On the surface, the book seems to be merely a collection of poetry writing. But on looking into the poems closely, the reader can understand that there is a lot more than just simple poetry writing. The cover of the book in itself comes as a solace giving image firstly, with the image of Jesus being shown in the sky and all earth beings on the land. This includes not only humans but also animals. Somewhere, this suggests the poet’s idea of harmony between humans, animals, and nature. The touch of the color blue completes the image and gives relaxation to the mind of the reader. Even if he is stressed out at all, he gets ready to open the book and read through.
The foreword and the preface, in the beginning, serve to be a fine introduction to the poetry volume. They highlight the remarkable talent of the poet and how he has attempted to impart his acquired knowledge and wisdom from his travels and shared it with his readers through his work. The preface defines poetry as “The World’s Dynamic Process”. This can be interpreted as a modern take on the definition of poetry based on the discretion of present-day writers. Also, there is an elaborate discussion on “Poetic Prayers” in the preface. This seems like an appeal of the poet to the readers to not run after worldly, materialistic pleasures and rather take the path that would bring them closer to God and nature and hence give them much more tranquility. In a brief forward by Rev. Brady E. Coleman, he writes,
“Like a cup of cool water to one who is thirsty, I hope that this poetry book gives you spiritual refreshment and rejuvenation.”

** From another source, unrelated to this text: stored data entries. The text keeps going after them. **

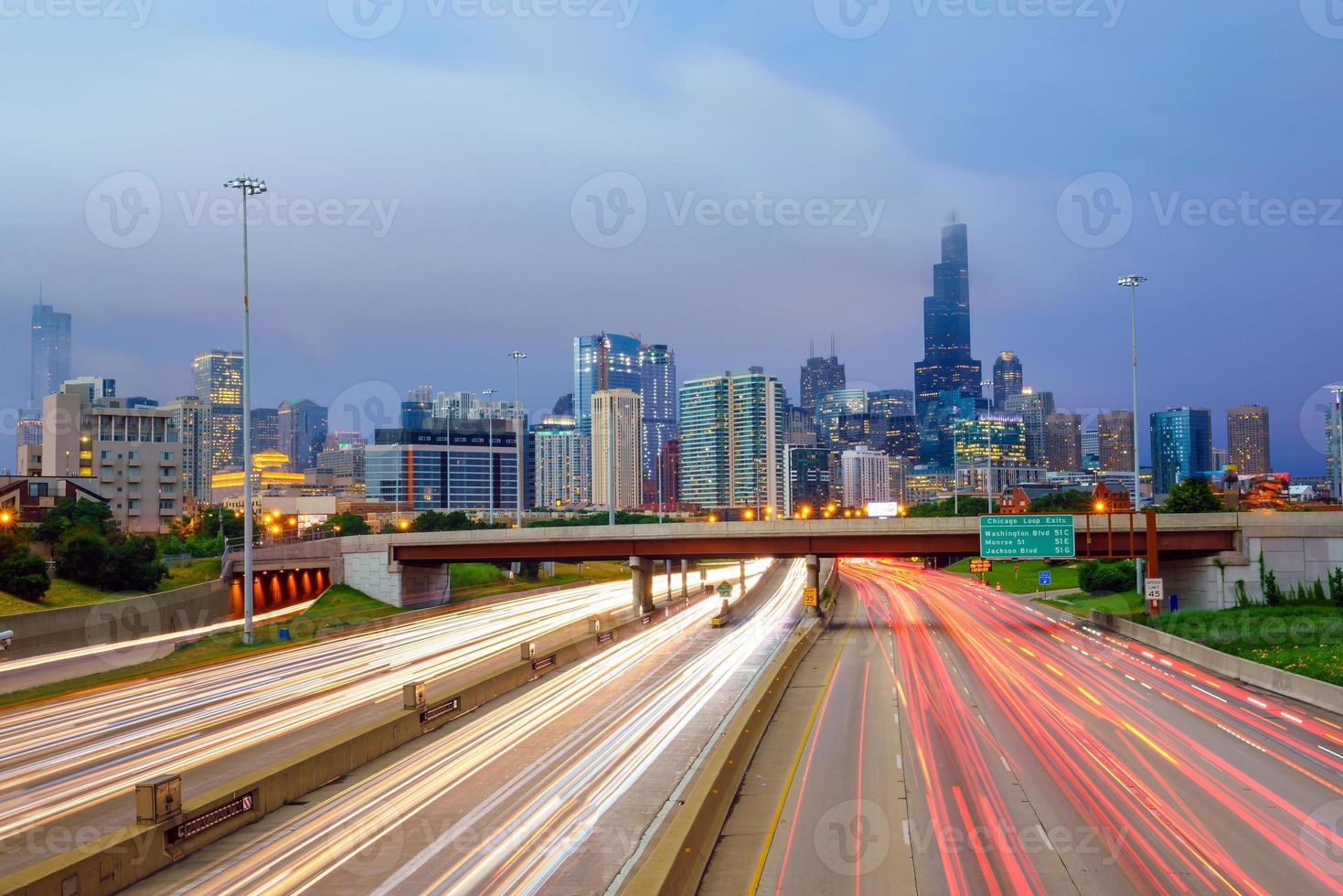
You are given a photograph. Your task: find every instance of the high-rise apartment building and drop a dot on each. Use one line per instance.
(563, 464)
(658, 395)
(821, 375)
(603, 361)
(1182, 446)
(191, 417)
(1115, 432)
(1246, 437)
(1064, 443)
(219, 382)
(303, 432)
(1007, 379)
(732, 440)
(617, 435)
(50, 352)
(947, 364)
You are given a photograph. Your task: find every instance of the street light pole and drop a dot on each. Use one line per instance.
(1133, 283)
(489, 454)
(249, 187)
(517, 409)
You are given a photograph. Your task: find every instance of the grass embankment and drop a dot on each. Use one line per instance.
(338, 606)
(63, 592)
(1302, 638)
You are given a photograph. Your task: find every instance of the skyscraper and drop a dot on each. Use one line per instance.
(1246, 437)
(947, 364)
(1064, 443)
(658, 392)
(617, 427)
(1007, 379)
(1182, 446)
(603, 361)
(732, 430)
(219, 382)
(821, 375)
(50, 361)
(1116, 441)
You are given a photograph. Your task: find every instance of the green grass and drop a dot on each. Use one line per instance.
(338, 606)
(1025, 581)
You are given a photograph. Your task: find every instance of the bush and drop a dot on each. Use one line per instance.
(25, 574)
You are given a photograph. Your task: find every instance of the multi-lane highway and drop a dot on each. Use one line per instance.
(549, 792)
(69, 766)
(965, 741)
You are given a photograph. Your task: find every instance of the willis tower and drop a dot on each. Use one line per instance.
(947, 366)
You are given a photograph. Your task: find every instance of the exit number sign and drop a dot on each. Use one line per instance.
(1027, 536)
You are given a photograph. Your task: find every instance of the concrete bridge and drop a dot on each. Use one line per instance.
(410, 569)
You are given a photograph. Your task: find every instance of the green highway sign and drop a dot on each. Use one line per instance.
(1027, 536)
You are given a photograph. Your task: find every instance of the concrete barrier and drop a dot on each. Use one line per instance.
(676, 863)
(1287, 684)
(136, 852)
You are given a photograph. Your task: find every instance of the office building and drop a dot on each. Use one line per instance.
(658, 397)
(732, 430)
(821, 375)
(1115, 432)
(603, 361)
(617, 435)
(50, 354)
(864, 475)
(1246, 440)
(191, 417)
(1182, 446)
(563, 464)
(947, 364)
(1064, 443)
(132, 455)
(1007, 379)
(454, 465)
(219, 382)
(303, 432)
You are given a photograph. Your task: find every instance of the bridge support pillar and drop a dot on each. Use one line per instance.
(641, 577)
(814, 579)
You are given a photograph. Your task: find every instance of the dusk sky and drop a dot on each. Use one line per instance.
(432, 166)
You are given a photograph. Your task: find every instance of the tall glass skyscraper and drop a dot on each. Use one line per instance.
(603, 361)
(658, 389)
(947, 364)
(50, 352)
(1182, 446)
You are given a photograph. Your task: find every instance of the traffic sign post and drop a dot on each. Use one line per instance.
(1022, 536)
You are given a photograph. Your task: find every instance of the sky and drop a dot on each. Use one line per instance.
(452, 180)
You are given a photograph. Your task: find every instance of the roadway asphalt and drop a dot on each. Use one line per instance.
(951, 739)
(69, 766)
(549, 790)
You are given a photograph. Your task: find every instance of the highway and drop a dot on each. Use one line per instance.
(547, 792)
(69, 766)
(965, 741)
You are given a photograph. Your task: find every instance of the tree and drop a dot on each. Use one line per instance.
(25, 574)
(346, 524)
(1193, 496)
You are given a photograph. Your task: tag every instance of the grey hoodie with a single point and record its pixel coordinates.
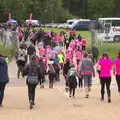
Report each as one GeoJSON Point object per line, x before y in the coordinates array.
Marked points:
{"type": "Point", "coordinates": [87, 67]}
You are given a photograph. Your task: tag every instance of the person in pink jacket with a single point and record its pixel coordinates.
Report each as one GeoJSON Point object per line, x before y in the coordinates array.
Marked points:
{"type": "Point", "coordinates": [105, 65]}
{"type": "Point", "coordinates": [78, 56]}
{"type": "Point", "coordinates": [60, 40]}
{"type": "Point", "coordinates": [69, 56]}
{"type": "Point", "coordinates": [84, 44]}
{"type": "Point", "coordinates": [55, 38]}
{"type": "Point", "coordinates": [80, 82]}
{"type": "Point", "coordinates": [116, 71]}
{"type": "Point", "coordinates": [42, 52]}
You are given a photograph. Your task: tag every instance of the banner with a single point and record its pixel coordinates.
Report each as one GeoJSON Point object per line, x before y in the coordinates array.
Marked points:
{"type": "Point", "coordinates": [30, 21]}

This becomes a clear indication of the refreshing experience that this volume of poetry is going to be for the reader.
The poems are divided into 5 sections. He explores the different sides of his poetry writing kyu in these 5 sections. In the first section, he explores the spiritual side. In the second section, he explores his evolved genre of Poetic Prayer. In the third, he explores his invented poetic forms. This is perhaps where he has experimented the most and shows the influence of the literary canon on his poetic style. Section four has epulaeryu poems and section five is more of a poetic glossary.
The beauty of Spence Sr. lies in the fact that he does not follow any definite poetic meter and chooses to write as per his natural ability. There can be short poems like “Church Dinner” or “The best taste” and at the same time, poems like “Your time has come” or “Concluding Prayer”. This only adds and makes his poems appear much more original and a treat to the lovers of poetry. At times, his poems in “Sincerely Speaking Spirituality” are very short and crisp and sometimes they become equivalent to a prose text. The poet writes some very beautiful lines in poems like “Mothers” when he says,
“Resting a child’s head, they simmer
a cry with such a hush.”
And in “Covenant Made”,
“The mandate was laid.
A covenant with God made
To share and persuade.
His love came down upon us.
Blessing others in His trust!”
His dramatic monologue, “Escaped in a basket: Paul Bringing God’s Light” is on masterpiece which reminds the reader of Robert Browning.
The presence of the power of God pervades almost all the poems and it keeps on making the reader feel positive about everything around him.
At the same time in the majority of his poems, the poet keeps the reader informed about the verse form he has used while writing that poem. This educates the unaware reader at the same time. This will make sure that the audience reading the poetry volume is much wiser and beyond literary people. Grown-up people are much more likely to find interest in reading the poems as they are not just about simple reading, but understanding the thought of the poet too.